Opportunistic Encryption does not fully protect against attackers who can simply remove the header that signals support for Opportunistic Encryption to the browser. However, once an opportunistically encrypted connection is established all requests sent over the connection are encrypted and cannot be read (or modified) by prying eyes.

Terminology is hard

Tim Berners-Lee initiated the development of HTTP in the late 1980s to facilitate the transfer of documents from servers to clients. Both websites and browsers were rudimentary compared to the today’s web ecosystem. The concept of web security was practically non-existent.

From the original 1989 paper:

As the use cases of the web expanded to include sensitive data transactions, some security was needed. Multiple encryption schemes were developed to help secure HTTP, including S-HTTP and the eventual winner, HTTPS.

Originally, the difference between HTTP and HTTPS was one of layering. In HTTP, messages were written to the network directly, and in HTTPS, a secure connection was established between the client and server using SSL (an encryption and authentication protocol), and standard HTTP messages were written to the encrypted connection. Browsers signaled HTTP websites with an open lock icon, whereas HTTPS websites received a closed lock. Later, SSL evolved into TLS, although people sometimes still refer to it as SSL.

As websites became much more complex, embedded scripts and dynamic content became commonplace. Serving insecure content on a secure web page was identified as a risk and HTTPS started to take on a more nuanced meaning. Rather than just HTTP on an encrypted connection, HTTPS meant secure HTTP. For example, cookies became a popular way to store state in the client for managing web sessions. Cookies obtained over a secure connection were not allowed to be sent over insecure HTTP or modified by data obtained over HTTP. New privacy-sensitive features now require HTTPS (such as the Location API).
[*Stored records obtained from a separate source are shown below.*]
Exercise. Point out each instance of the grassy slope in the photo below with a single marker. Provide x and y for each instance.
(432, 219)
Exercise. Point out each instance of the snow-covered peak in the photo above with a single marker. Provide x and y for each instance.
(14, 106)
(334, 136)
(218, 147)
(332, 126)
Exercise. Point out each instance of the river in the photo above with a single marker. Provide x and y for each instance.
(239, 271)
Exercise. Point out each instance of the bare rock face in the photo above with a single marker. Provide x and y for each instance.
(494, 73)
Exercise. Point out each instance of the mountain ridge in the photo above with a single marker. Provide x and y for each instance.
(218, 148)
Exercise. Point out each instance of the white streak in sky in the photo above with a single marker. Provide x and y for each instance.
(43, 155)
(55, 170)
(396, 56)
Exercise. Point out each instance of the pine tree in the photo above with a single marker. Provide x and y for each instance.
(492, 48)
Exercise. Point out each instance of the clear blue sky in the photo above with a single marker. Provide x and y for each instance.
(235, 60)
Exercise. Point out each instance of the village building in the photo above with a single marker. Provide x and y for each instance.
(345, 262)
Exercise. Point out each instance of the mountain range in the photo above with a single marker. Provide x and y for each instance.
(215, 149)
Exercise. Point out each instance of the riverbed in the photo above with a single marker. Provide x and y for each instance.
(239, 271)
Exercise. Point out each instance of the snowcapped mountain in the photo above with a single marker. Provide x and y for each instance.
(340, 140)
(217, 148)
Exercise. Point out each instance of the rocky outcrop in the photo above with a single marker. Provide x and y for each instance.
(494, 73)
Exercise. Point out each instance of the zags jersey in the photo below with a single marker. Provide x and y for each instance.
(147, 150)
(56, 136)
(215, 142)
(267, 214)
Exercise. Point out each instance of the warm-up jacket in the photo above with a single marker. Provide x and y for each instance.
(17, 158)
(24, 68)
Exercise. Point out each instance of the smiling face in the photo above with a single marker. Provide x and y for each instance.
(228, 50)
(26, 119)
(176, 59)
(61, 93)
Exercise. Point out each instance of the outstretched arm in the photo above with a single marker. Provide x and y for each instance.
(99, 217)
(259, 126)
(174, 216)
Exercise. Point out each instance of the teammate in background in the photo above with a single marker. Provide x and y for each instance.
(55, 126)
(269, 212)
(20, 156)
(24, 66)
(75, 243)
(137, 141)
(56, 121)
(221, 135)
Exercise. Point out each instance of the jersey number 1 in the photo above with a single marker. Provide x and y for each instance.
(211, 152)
This distinction between HTTP and HTTPS has been further codified by the W3C, the standards body in charge of the web, in their Secure Contexts document.

To break it down:

HTTP is a protocol for transferring hypertext
TLS/SSL is a protocol for encrypted communication
HTTPS is a protocol for transferring secure hypertext

	HTTP	HTTPS
Unencrypted	✔️	❌
Encrypted with TLS	✔️	✔️

Opportunistic Encryption is the bottom left ✔️. While only HTTPS sites are treated as secure by the browser (as indicated by a green lock security indicator), encrypted HTTP is preferable to unencrypted HTTP.

Browser support

All versions of Firefox since Firefox 38 (May 2015) have supported Opportunistic Encryption in its original form (without certificate validation). Firefox has recently added support for certificate validation in Firefox Nightly and will support it in an upcoming official release. We believe that Opportunistic Encryption is a meaningful advance in web security. We hope that other browsers follow Firefox’s lead and enable Opportunistic Encryption.

To be clear, Opportunistic Encryption is not a replacement for HTTPS. HTTPS should always be used when both strong encryption and authentication are required. For sites that don’t have the resources to fully move to HTTPS, Opportunistic Encryption can help, providing both added security and performance. Every bit counts.